Après avoir connu une année 2015 et un début 2016 chaotiques, les pays émergents connaissent aujourd’hui un renouveau.



Après avoir connu une année 2015 et un début 2016 chaotiques, les pays émergents connaissent aujourd’hui un renouveau.

Commençons par un bref retour en arrière : après avoir connu la tourmente pendant la crise financière de 2008, les marchés émergents avaient ensuite rallumé les moteurs de leurs économies beaucoup plus rapidement que celles des pays développés. Mais dans les années qui ont suivi la crise, à l’heure de passer la deuxième vitesse, les craintes d’une remontée des taux de la Réserve fédérale américaine (Fed) et d’un ralentissement de la croissance ont refroidi l’enthousiasme boursier des pays émergents. Depuis quelques mois pourtant, ces craintes semblent s’estomper et des capitaux y affluent à nouveau.

Pour rappel, les marchés émergents sont généralement caractérisés par une croissance forte et rapide mais où les risques demeurent plus importants. On pense ici surtout aux risques intrinsèques à un pays, appelés aussi risques idiosyncratiques.

Les signes d’un renouveau

Après avoir connu une année 2015 et un début 2016 chaotiques, les pays émergents connaissent donc aujourd’hui un renouveau :

  • La Chine a réussi à maintenir son économie à flot et vise une croissance de 6,5%, notamment via des mesures de relance fiscale. A plus long terme, Pékin est engagé dans des réformes structurelles, visant à recentrer son économie sur la consommation interne et à diminuer sa dépendance aux exportations.
  • Au Brésil, la chute du gouvernement Rousseff mi-2016 a induit l’espoir d’un renouveau économique et social. Si les réformes menées par le nouveau président Michel Temer sont impopulaires, elles sont en train de sortir le Brésil de la recession.
  • En Inde, la démonétisation partielle pour lutter contre la fraude fiscale a été une des grandes décisions du gouvernement de Narendra Modi en 2016, pour réformer son économie.
  • L’Afrique du Sud connaît une période d’accalmie, après l’abandon des charges contre son ministre des Finances, qui depuis des années, était le garant de la gestion des finances de l’Etat.

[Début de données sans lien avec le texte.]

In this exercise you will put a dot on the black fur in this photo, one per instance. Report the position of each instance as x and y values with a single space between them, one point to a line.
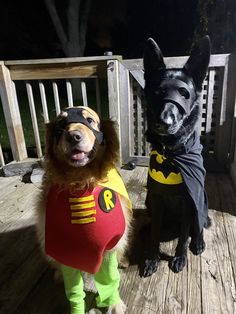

Les risques liés à la politique de Trump…

L’élection de Donald Trump aurait pu couper la progression des bourses des marchés émergents dans leur élan. D’une part, ses velléités protectionnistes pourraient impacter négativement le commerce mondial et notamment les pays qui exportent vers les Etats-Unis. D’autre part, le programme expansionniste du nouveau locataire de la Maison Blanche a poussé les investisseurs à revoir leurs anticipations de croissance et d’inflation à la hausse, ce qui a amorcé une forte remontée des taux d’intérêt aux Etats-Unis. Des capitaux sont alors sortis des pays émergents pour revenir essentiellement vers les Etats-Unis et, dans une moindre mesure, la zone euro.

La fin de la politique monétaire ultra-accommodante de la Fed aurait également pu décourager les investisseurs car elle induit la fin des injections de liquidités - dont les marchés émergents ont largement profité - et une remontée des taux.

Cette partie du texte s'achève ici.